Jeffrey Batz noted that he was going to be late for his 7 a.m. job, but that would not be a problem.”
I’m just going to get it done,” he said of voting in person. “I never vote early absentee. I just want to meet the people and all that. It’s exciting. I think Trump is doing really good for us, but a lot of people have different opinions.”
He said he wished that there would be high turnout for all elections.
Tammy Kaplan works in Madison and thus wanted to cast her ballot before heading to her job.
“But it is worth it to be late today,” she said. “I was going to vote early, but the hours were limited so I couldn’t make it work with work.

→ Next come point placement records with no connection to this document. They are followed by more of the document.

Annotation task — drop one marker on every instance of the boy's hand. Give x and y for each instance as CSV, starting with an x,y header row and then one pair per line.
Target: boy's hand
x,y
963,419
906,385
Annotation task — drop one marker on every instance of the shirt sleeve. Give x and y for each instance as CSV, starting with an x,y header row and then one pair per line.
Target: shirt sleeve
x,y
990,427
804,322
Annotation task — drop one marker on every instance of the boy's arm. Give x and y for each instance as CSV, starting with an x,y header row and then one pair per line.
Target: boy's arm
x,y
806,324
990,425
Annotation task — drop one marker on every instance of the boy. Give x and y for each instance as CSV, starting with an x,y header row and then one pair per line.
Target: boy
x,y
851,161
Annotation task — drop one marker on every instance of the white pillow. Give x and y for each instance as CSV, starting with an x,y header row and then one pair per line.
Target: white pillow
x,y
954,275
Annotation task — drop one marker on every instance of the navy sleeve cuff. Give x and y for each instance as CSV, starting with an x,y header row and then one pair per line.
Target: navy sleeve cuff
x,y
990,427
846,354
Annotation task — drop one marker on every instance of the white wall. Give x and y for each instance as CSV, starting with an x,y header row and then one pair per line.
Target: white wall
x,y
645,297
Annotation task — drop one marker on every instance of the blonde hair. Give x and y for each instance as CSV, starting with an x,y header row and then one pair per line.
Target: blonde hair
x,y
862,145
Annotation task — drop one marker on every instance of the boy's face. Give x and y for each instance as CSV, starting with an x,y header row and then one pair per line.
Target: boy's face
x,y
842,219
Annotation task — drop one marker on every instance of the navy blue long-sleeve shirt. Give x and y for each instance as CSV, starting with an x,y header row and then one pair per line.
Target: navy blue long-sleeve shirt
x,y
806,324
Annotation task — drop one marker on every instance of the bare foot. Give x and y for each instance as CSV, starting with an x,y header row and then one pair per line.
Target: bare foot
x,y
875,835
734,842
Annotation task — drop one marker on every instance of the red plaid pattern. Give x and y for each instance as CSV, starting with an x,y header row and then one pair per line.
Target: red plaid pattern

“ I couldn’t believe the line this morning. I got here 20 minutes early and I’m still here with 50 people ahead of me,” Kaplan added. “I was in Chicago for 30 years, so coming back to Fort and seeing this, it is quite an impressive turnout.”
While politicking or wearing campaign buttons and the like are not allowed close to the polls, a couple folks in line did indicate their presidential preference.
“I’m here to vote for Trump,” Rick Clevenger said. “I absolutely always vote in person. I think this is the way it’s supposed to be done.”
His wife, Melissa, agreed: “I have the same thoughts.”
And Tom May said that he was “just doing my part to keep the Trump economy going along. I want to put the ballot in myself.”